*************** NetOglyc Mail Server V1.0 ***************
Prediction of Mucin type O-glycosylation of mammalian proteins
Center for Biological Sequence Analysis The Technical University of Denmark
DK-2800 Lyngby, Denmark
DESCRIPTION:
The NetOglyc mail server is a service producing neural network predictions of
mucin type O-glycosylation sites in mammalian proteins as described in:
J.E. Hansen, O. Lund, J. Engelbrecht, H. Bohr, J.O. Nielsen, J-E.S. Hansen
and S. Brunak.
Prediction of O-glycosylation of mammalian proteins: Specificity patterns of
UDP-GalNAc:polypeptide N-acetylgalactosaminyltransferase.
The Biochemical Journal, 308, 801-813, 1995.
ABSTRACT:
The specificity of the enzyme(s) catalyzing the covalent link between the
hydroxyl side-chains of serine or threonine and the sugar moiety GalNAc is
unknown. Pattern recognition by artificial neural networks and weight matrix
algorithms was performed to determine the exact position of in vivo O-linked
GalNAc glycosylated serine and threonine residues from the primary sequence
exclusively. The acceptor sequence context for O-glycosylation of serine was
found to differ from that of threonine and the two types were therefore treated
separately. The context of the sites showed a high abundance of proline, serine
and threonine extending far beyond the previously reported region covering
positions -4 through +4 relative to the glycosylated residue.

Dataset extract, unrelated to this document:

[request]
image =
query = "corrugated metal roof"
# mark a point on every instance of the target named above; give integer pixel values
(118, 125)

The
O-glycosylation sites were found to cluster and to have a high abundance in the
amino-terminal part of the protein. The sites were also found to have an
increased preference for three different classes of beta-turns. No simple
consensus like rule could be deduced for the complex glycosylation sequence
acceptor patterns. The neural networks were trained on the hitherto largest
data material consisting of 48 carefully examined mammalian glycoproteins
comprising 264 O-glycosylation sites. For detection neural network algorithms
were much more reliable than weight matrices. The networks correctly found
60-95% of the O-glycosylated serine/threonine residues and 89-97% of the
non-glycosylated residues in two independent test sets of known glycoproteins.

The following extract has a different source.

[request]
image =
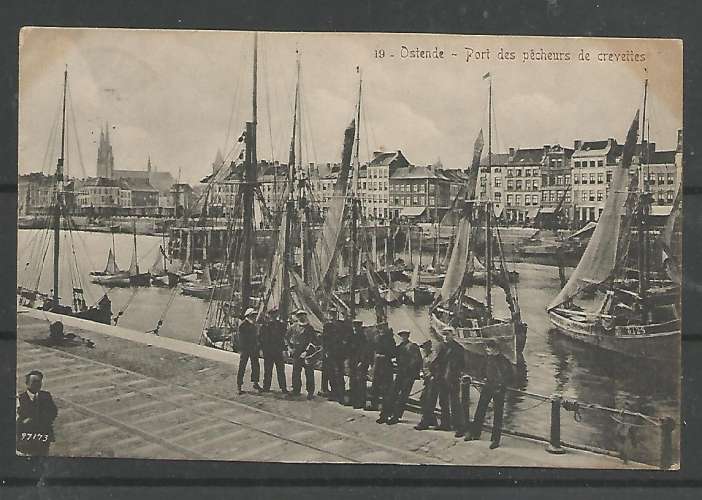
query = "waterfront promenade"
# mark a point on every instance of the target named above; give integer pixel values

A computer server using E-mail for prediction of O-glycosylation sites has
been implemented and made publicly available.
FURTHER INFORMATION:
The NetOglyc server returns a help file if the submitted file contains the word
`help'.
CONFIDENTIALITY
Your submitted sequences will be deleted automatically immediately after
processing by NetOglyc.
PAPER TO REFERENCE IN REPORTING RESULTS:
Jan E. Hansen, Ole Lund, Jacob Engelbrecht, Henrik Bohr, Jens O. Nielsen,
John-E.S. Hansen, and Soren Brunak. Prediction of O-glycosylation of mammalian
proteins: Specificity patterns of UDP-GalNAc:polypeptide
N-acetylgalactosaminyltransferase. Biochemical Journal 308, 801-813, 1995.
COMMENTS AND SUGGESTIONS:
Since an expanded data set with additional O-glycosylated sequences would
increase the performance of the network, we are very interested in receiving
such material. If you have knowledge of experimentally determined
O-glycosylation sites in glycoproteins not already in the data set (see
reference Biochem. J. 308, 801-813, 1995.) we would like to include them. Any
other comments regarding the predictions or the data may be sent to:
Jan Hansen (janhan at cbs.dtu.dk)
Center for Biological Sequence Analysis The Technical University of Denmark
Building 206 DK-2800 Lyngby Denmark
Tel: +45 45252485 Fax: +45 45934808
PROBLEMS:
Should be addressed to:
Kristoffer Rapacki (rapacki at cbs.dtu.dk)
or
Karsten Dalsgaard (karsten at cbs.dtu.dk)
Center for Biological Sequence Analysis The Technical University of Denmark
Building 206 DK-2800 Lyngby Denmark
Tel: +45 45252477 Fax: +45 45934808
-----------------------------------------------------------------------
INSTRUCTIONS for using the NetOglyc mail server:
In order to use the mail server for prediction on amino acid sequences:
1) Prepare a text file including one or more sequences. The sequences must be
preceded by a first line starting by the symbol > followed by a name
(identifier) of the sequence. Next line contain the sequence. There must be at
least one character at each line of each sequence. Note: Any character after
the symbol > will be interpreted as sequence.
The sequences must be submitted using the one letter abbreviations for the
amino
acids: `acdefghiklmnpqrstvwyACDEFGHIKLMNPQRSTVWY'. N.B. Other characters will
be accepted, but not encoded in the network window, when making the prediction.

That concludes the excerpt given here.